Industrial output expanded a seasonally-adjusted 2.5% over the previous month in November, following October’s softer 2.3% uptick. November’s more pronounced increase reflected a surge in the production of capital goods. On the other hand, downturns were recorded in the production of non-durable consumer goods, durable consumer goods and energy, while the expansion in intermediate goods production softened.
Looking at the individual economies for which data is available, industrial output expanded in nine countries, while it dropped in eight countries. Ireland saw industrial production surge by over 50% in November. Moreover, production increased in heavyweight Germany, while it contracted in France, Italy and Spain.
On an annual basis, industrial production fell 0.6% in November, following October’s 3.5% decrease and marking the softest drop since May 2019. Lastly, annual average variation in industrial production remained unchanged at October’s minus 8.8%.

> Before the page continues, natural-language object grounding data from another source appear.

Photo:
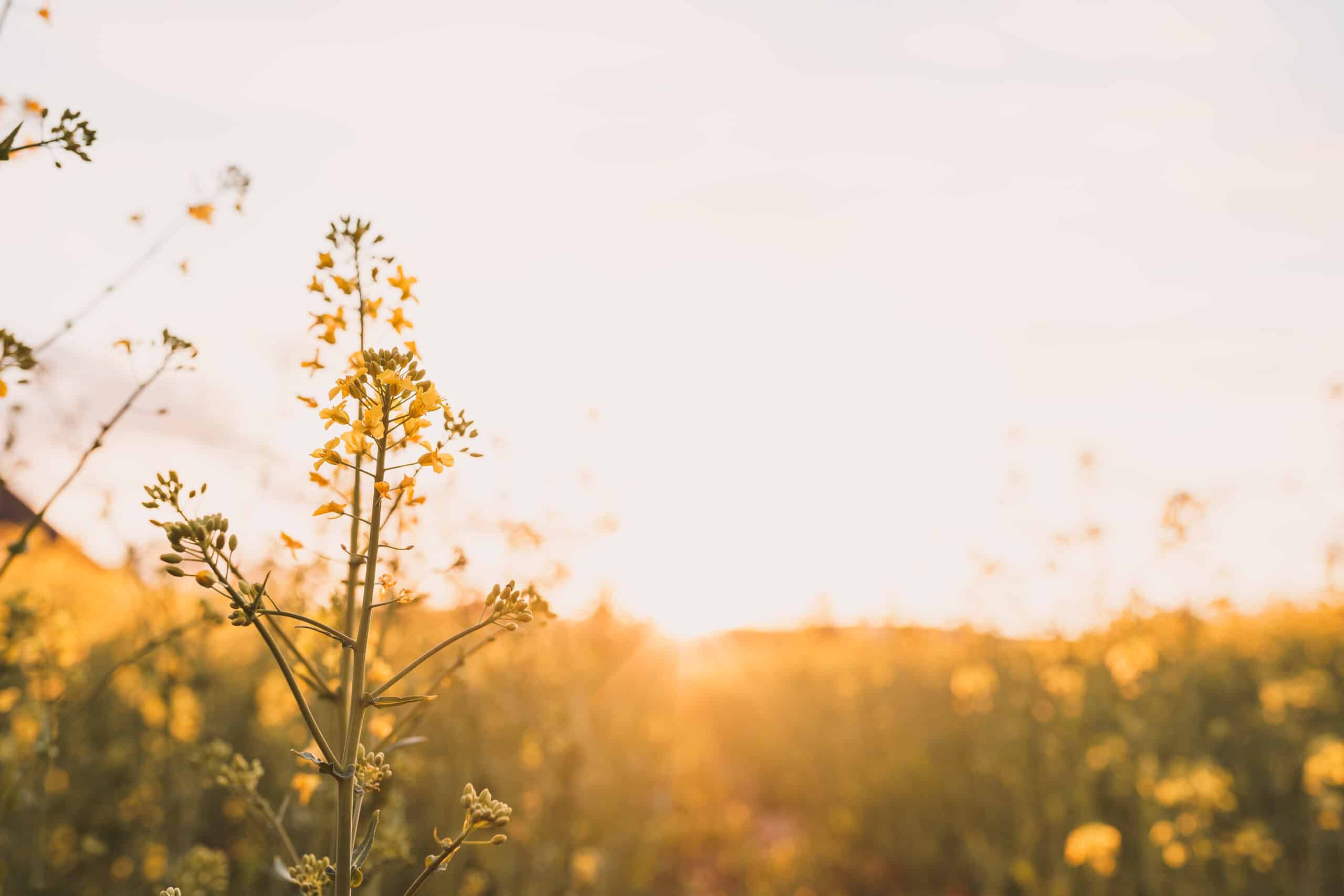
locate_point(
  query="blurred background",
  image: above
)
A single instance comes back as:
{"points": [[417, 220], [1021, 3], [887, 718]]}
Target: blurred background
{"points": [[925, 421]]}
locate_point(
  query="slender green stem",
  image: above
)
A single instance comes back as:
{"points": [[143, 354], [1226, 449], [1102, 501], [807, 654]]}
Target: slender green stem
{"points": [[133, 659], [313, 676], [299, 695], [264, 630], [20, 544], [320, 626], [407, 723], [438, 860], [273, 821], [429, 653], [346, 806]]}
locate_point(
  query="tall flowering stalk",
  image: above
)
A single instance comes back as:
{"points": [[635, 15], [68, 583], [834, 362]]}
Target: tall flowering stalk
{"points": [[383, 409]]}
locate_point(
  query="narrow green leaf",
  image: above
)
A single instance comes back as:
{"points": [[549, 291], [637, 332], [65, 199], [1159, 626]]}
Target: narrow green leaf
{"points": [[402, 702], [368, 844]]}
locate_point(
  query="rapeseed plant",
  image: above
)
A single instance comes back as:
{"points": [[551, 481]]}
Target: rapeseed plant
{"points": [[385, 407]]}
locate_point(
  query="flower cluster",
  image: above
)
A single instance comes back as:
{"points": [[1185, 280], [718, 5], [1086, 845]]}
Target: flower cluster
{"points": [[385, 402], [371, 769], [227, 769], [203, 871], [511, 608], [484, 810], [14, 355], [310, 873]]}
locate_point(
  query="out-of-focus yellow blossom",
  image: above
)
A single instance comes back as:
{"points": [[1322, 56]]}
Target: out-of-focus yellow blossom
{"points": [[398, 320], [335, 508], [1129, 660], [973, 687], [1324, 766], [1095, 844], [335, 414], [404, 284], [313, 366], [293, 544], [306, 785], [436, 460]]}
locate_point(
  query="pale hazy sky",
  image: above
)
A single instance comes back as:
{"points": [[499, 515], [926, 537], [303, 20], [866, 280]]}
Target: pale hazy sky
{"points": [[812, 297]]}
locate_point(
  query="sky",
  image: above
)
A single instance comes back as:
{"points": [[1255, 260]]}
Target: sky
{"points": [[769, 312]]}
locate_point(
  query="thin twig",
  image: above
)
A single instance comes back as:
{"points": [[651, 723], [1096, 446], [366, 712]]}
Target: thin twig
{"points": [[133, 659], [428, 655], [20, 544]]}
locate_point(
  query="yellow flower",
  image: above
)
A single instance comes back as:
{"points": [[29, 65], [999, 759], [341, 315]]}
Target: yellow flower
{"points": [[402, 282], [436, 460], [293, 544], [334, 414], [327, 456], [335, 508], [425, 400], [315, 364], [407, 487], [393, 378], [413, 425], [373, 421], [398, 320], [332, 323], [1095, 844], [355, 441]]}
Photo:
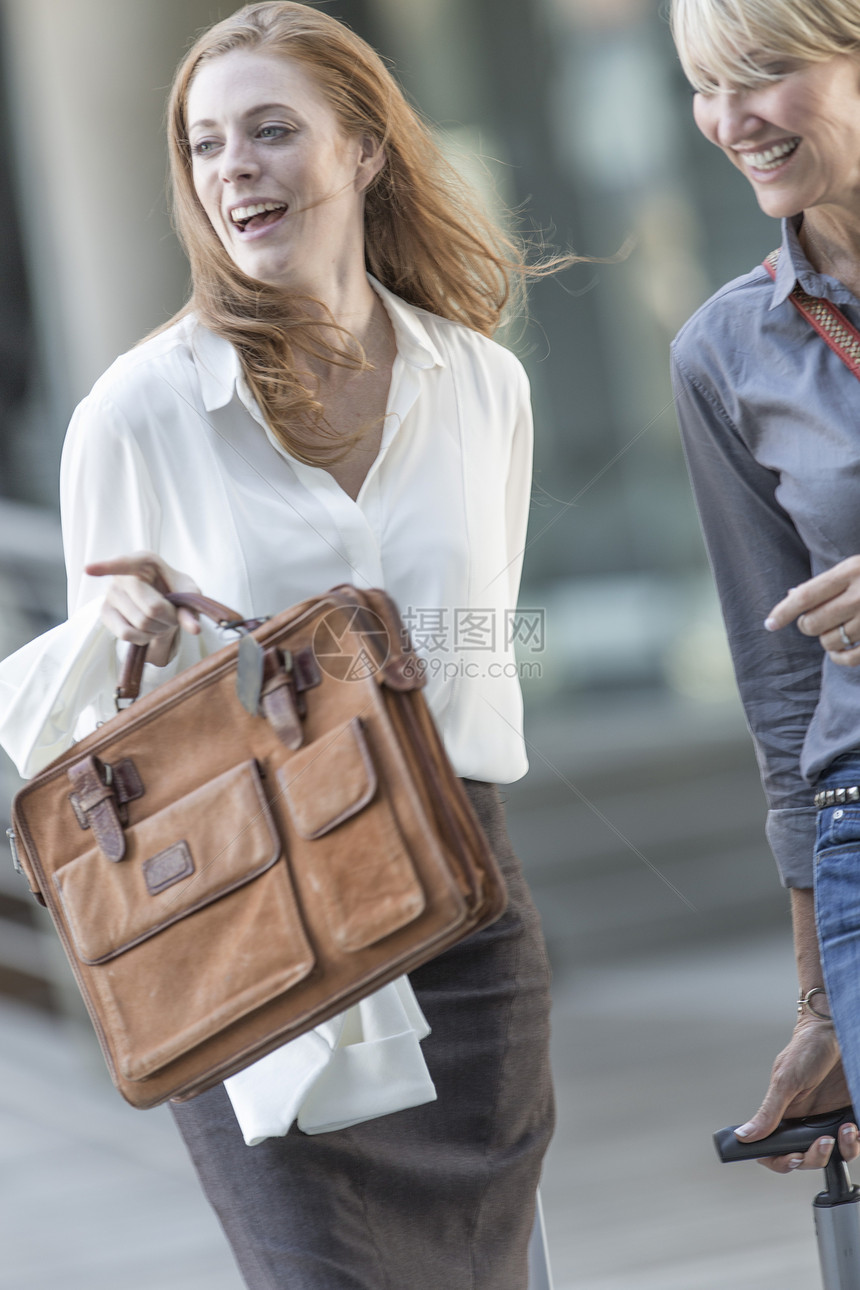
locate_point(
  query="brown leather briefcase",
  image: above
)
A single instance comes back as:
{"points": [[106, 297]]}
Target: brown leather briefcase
{"points": [[255, 845]]}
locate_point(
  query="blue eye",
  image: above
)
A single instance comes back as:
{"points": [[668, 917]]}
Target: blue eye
{"points": [[273, 132]]}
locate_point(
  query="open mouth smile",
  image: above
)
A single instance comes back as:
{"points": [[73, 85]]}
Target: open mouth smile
{"points": [[257, 216], [771, 159]]}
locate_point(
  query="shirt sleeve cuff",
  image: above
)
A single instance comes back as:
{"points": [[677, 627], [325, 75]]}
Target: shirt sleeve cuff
{"points": [[792, 840]]}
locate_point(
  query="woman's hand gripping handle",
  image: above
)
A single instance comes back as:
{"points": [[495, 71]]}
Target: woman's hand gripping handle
{"points": [[136, 609]]}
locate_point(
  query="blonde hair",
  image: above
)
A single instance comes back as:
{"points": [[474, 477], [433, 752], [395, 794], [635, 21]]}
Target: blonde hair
{"points": [[426, 239], [732, 41]]}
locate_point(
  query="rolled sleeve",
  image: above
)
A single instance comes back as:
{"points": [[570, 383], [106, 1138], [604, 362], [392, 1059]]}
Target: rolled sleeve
{"points": [[756, 555], [791, 835]]}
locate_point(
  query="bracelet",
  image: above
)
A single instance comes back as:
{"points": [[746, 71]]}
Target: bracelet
{"points": [[806, 1001]]}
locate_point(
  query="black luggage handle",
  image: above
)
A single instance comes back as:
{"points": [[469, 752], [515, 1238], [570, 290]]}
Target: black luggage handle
{"points": [[789, 1135]]}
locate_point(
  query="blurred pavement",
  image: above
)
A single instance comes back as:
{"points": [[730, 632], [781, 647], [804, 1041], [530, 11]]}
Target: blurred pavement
{"points": [[650, 1057], [673, 991]]}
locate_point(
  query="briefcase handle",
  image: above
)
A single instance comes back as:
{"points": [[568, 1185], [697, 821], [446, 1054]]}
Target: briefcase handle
{"points": [[132, 674]]}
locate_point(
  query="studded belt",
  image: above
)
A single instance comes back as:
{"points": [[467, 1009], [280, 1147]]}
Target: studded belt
{"points": [[837, 796]]}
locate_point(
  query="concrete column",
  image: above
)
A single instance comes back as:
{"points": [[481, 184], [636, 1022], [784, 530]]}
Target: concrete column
{"points": [[87, 84]]}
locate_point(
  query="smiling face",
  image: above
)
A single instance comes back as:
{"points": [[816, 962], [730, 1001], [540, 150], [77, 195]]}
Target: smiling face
{"points": [[280, 182], [796, 138]]}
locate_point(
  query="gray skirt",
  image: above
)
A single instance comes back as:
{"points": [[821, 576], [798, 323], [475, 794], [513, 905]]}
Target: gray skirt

Commenting on the release, Bert Colijn, Eurozone senior economist at ING, stated:
“The industrial picture has been rather upbeat for the start of 4Q and surely helps to alleviate the GDP shock that the second wave caused compared to the first one. But the months ahead remain very uncertain as restrictions are lengthened, which could cause second round effects on manufacturing as well. Even tighter measures cannot be ruled out in the coming weeks, which may directly affect industrial production. For now though, industry has turned out to be the eurozone’s dark horse, cushioning the fourth quarter blow from the second wave substantially.”
Overall, our panelists see industrial production expanding 6.7% in 2021, which is up 0.3 percentage points from last month’s forecast. For 2022, panelists see industrial production growing 3.1%.